Le pouvoir d’agir enfin. Comment faire pour créer collectivement un numérique désirable, acceptable, responsable ?
Comment former des citoyens éclairés, capables de construire le monde de demain ? L’éducation au numérique éthique et responsable doit pouvoir augmenter le pouvoir d’agir des futurs citoyens, qui ne doivent pas qu’être sensibilisés aux impacts du numérique. Ils doivent pouvoir créer des alternatives et contribuer à décider d’autres règles du jeu. Sur ce pouvoir d’agir enfin, la journée a pu montrer la tension, mais aussi l’imbrication, qu’il peut y avoir entre l’action individuelle (comparable à un « éco-geste »), et l’action collective donc politique.
Tour d’horizon des alternatives numériques responsables et éthiques
Durant la journée, de nombreux temps ont permis d’explorer des alternatives numériques nombreuses en quantité et variées dans leur domaine d’application.
Certains ateliers et conférences proposaient avant tout de sensibiliser le public, en proposant de faire le point sur ses pratiques numériques et leurs impacts. C’était le cas de plusieurs conférences proposées par l’Institut du Numérique Responsable (INR)[*], la CNIL[*], mais aussi d’ateliers proposés par les médiateurs d’Universcience.
D’autres ateliers permettaient également de découvrir des alternatives concrètes pour réfléchir et agir pour un numérique éthique, responsable et émancipateur : discuter (et débattre) autour du numérique éthique avec les Métacartes[*]. Les communs numériques avec Wikipédia et Vikidia[*], mais aussi OpenStreetMap[*]. L’hébergement alternatif et sous logiciel libre avec le collectif CHATONS[*] et l’exemple de Framasoft[*]. Le logiciel libre en général, avec de très nombreuses alternatives aux logiciels grand public.
Globalement, le programme reflétait les différentes dimensions du numérique responsable : l’impact environnemental qui implique d’éco-concevoir, de refuser, de faire durer, ou encore de réparer ses équipements numériques. L’impact sur l’humain qui implique une sensibilisation accrue des différents publics, mais aussi des modèles économiques différents, des outils numériques plus respectueux des données mais aussi de l’attention humaine. Comme évoqué précédemment, vous retrouverez plus d’informations sur ces ateliers dans la documentation de l’événement.

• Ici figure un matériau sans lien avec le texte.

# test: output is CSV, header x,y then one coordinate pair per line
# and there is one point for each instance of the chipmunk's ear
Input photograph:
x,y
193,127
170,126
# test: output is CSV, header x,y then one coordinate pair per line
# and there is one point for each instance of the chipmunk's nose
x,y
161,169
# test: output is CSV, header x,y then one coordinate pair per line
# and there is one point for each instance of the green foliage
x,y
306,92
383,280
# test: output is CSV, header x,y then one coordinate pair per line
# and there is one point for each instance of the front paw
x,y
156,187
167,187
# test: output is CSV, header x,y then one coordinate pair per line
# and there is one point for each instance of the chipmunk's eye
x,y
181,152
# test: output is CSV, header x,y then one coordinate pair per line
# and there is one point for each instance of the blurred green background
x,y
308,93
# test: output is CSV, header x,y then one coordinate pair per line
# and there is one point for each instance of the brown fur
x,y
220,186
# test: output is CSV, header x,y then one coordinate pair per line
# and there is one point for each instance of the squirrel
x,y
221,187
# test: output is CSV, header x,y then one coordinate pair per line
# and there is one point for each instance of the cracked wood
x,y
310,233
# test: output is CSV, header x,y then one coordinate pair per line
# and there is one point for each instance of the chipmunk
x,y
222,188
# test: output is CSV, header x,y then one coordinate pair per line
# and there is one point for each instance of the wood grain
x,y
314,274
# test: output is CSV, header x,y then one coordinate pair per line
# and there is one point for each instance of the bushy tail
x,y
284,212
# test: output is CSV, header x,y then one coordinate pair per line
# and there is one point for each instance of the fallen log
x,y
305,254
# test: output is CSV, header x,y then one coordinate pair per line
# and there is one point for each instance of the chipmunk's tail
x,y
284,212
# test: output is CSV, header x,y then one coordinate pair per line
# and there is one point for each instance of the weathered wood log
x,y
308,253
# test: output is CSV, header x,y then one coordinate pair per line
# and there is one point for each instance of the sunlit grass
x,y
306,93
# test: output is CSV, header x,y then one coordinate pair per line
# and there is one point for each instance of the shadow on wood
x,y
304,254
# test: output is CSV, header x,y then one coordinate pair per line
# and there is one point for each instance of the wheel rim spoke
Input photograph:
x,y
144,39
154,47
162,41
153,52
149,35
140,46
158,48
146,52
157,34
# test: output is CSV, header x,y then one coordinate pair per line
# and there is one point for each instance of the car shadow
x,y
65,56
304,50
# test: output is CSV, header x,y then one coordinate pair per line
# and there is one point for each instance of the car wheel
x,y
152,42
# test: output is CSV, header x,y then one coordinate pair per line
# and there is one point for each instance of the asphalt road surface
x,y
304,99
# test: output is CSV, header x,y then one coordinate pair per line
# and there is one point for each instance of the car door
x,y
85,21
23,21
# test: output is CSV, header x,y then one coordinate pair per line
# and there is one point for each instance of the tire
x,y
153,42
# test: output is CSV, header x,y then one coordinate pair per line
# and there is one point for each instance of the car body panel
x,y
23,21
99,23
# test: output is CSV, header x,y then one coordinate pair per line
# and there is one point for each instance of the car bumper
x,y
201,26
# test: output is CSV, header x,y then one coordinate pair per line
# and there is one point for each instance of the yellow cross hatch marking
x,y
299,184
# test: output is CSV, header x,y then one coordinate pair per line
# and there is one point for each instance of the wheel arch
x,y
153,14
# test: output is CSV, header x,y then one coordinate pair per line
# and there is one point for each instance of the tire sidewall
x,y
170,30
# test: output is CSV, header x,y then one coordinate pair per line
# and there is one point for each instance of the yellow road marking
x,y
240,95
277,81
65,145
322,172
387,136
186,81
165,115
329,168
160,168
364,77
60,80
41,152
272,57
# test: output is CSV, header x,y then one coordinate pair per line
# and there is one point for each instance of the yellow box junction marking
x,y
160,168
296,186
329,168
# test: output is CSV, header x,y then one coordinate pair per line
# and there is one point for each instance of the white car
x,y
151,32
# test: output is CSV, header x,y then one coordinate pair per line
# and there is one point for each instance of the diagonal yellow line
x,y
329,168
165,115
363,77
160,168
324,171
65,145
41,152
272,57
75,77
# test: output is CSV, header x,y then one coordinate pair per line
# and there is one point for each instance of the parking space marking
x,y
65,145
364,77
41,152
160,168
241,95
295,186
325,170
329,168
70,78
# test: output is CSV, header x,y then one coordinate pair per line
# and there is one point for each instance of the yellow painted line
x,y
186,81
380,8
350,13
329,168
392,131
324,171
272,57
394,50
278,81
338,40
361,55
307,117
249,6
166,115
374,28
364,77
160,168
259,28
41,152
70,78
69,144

Comment éduquer au numérique éthique et responsable ?⚓
Cette illustration de Christel Han, la dessinatrice qui a croqué l’ensemble de l’événement, donne pour finir un instantané assez juste de la situation. Il y a aujourd’hui un constat partagé sur l’importance d’éduquer au numérique, et d’autant plus que l’écosystème numérique actuel a de trop nombreux impacts négatifs sur l’environnement, la société et les humains qui la composent. Cet enseignement doit permettre de contribuer à développer les conditions d’un numérique beaucoup plus responsable, acceptable, soutenable. Il doit aussi permettre de donner aux jeunes (et moins jeunes) les capacités d’augmenter leur pouvoir d’agir, d’exercer leur citoyenneté, et de ne plus seulement être des utilisateurs ou des consommateurs passifs.

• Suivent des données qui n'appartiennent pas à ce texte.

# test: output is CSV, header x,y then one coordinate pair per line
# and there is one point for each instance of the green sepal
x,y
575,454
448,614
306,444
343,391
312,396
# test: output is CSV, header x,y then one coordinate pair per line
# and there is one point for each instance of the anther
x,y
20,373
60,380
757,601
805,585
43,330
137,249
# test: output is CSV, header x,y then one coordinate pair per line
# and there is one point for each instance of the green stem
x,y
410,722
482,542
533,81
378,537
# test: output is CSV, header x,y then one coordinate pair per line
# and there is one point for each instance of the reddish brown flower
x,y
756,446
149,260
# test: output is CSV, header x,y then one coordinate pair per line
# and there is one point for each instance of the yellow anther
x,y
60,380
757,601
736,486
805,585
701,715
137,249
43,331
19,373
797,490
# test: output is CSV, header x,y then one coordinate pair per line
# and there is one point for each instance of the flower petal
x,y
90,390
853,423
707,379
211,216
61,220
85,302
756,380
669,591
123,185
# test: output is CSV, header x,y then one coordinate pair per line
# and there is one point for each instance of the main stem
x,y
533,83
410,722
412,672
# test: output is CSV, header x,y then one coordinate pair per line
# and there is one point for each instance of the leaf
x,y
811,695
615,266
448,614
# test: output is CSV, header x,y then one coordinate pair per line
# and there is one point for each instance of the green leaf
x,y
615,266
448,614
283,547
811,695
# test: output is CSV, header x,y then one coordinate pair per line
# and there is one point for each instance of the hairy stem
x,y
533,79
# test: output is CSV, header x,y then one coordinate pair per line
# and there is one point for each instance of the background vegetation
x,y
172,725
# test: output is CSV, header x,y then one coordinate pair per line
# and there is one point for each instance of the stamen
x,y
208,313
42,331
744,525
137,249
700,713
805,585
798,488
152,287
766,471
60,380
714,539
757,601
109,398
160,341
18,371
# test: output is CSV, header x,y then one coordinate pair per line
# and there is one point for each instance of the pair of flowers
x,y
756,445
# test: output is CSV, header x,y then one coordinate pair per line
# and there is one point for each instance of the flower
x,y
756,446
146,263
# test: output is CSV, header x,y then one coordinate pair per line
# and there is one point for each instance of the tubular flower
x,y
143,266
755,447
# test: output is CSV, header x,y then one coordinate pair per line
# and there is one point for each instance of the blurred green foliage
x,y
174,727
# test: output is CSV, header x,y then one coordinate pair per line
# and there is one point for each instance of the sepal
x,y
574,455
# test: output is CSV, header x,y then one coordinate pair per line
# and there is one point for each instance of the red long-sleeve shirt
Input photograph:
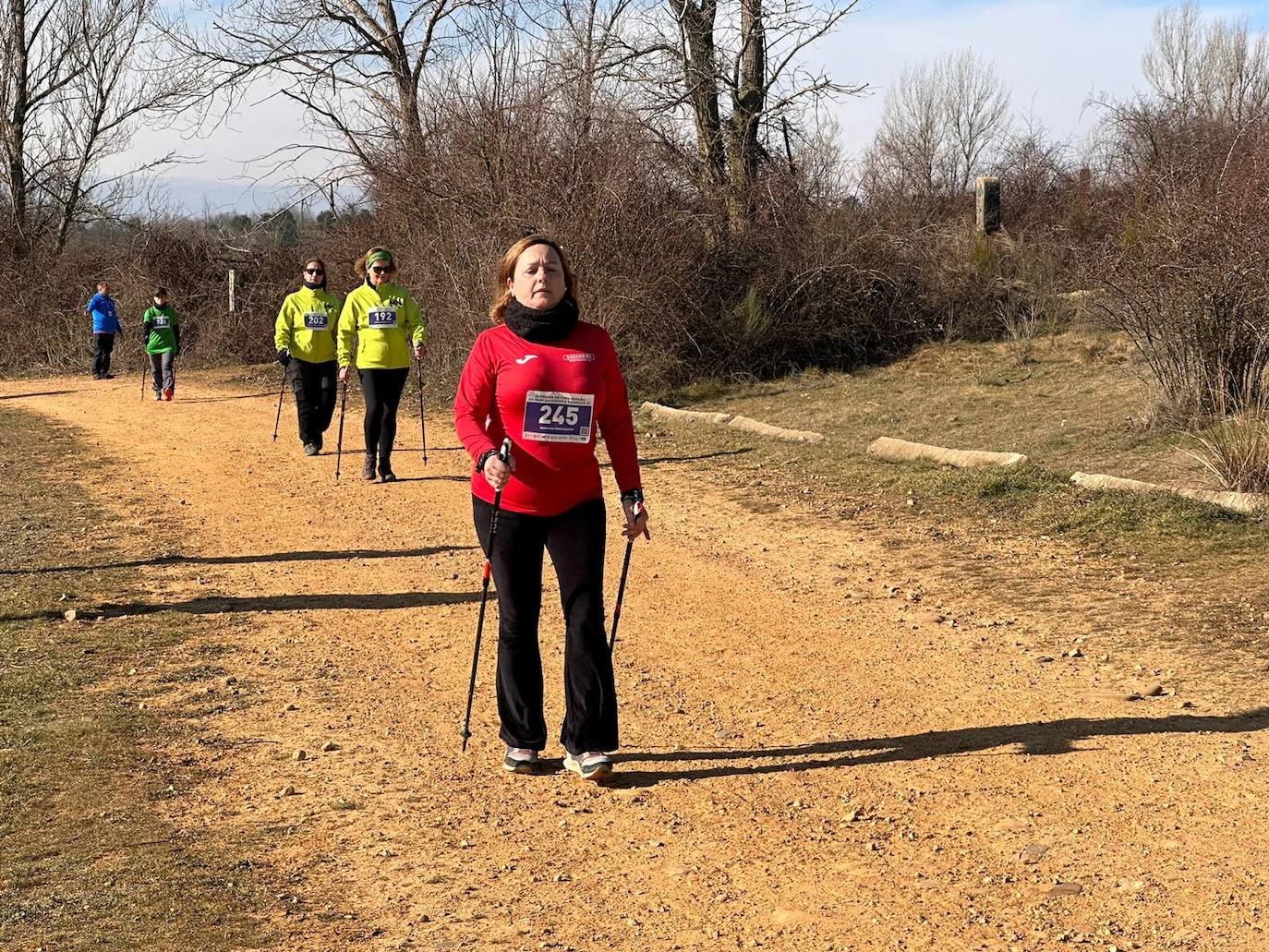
x,y
550,399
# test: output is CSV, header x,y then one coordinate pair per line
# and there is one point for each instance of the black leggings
x,y
315,387
575,541
103,345
382,392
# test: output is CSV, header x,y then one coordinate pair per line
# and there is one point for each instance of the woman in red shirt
x,y
549,381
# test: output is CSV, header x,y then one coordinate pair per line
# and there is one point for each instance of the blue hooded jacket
x,y
104,319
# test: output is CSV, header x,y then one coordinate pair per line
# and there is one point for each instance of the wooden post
x,y
989,205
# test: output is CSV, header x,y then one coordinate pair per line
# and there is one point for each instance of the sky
x,y
1052,54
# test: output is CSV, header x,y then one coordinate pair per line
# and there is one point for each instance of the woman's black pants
x,y
315,385
575,541
382,392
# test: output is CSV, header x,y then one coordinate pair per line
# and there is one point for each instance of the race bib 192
x,y
559,417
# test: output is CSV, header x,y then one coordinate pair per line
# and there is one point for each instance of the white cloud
x,y
1052,54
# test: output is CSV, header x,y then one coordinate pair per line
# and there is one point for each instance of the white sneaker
x,y
591,765
521,761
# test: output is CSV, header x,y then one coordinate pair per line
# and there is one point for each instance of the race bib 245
x,y
551,416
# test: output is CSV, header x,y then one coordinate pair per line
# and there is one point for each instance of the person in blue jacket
x,y
105,325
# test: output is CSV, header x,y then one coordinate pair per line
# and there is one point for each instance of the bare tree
x,y
33,74
1207,68
942,125
79,78
356,66
737,70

Mais qui doit, ou encore, qui peut éduquer et former au numérique ? Quelle forme doit prendre cette éducation ? Une discipline ? Un enseignement transversal à l’image de l’Éducation aux Médias et à l’Information ? Et quand commencer ? Dès l’école primaire, quand les enfants commencent à découvrir les outils numériques, ou plus tard, quand ils sont capables d’en comprendre un peu mieux les rouages ? Idéalement, en transverse et sur du long terme, assurément. C’est la vision la plus ambitieuse. La plus difficile à mettre en place aussi. Car cet enseignement, qui le fait, et par où commencer ?
Comme le disent les libristes, la route est encore longue, mais la voie est libre.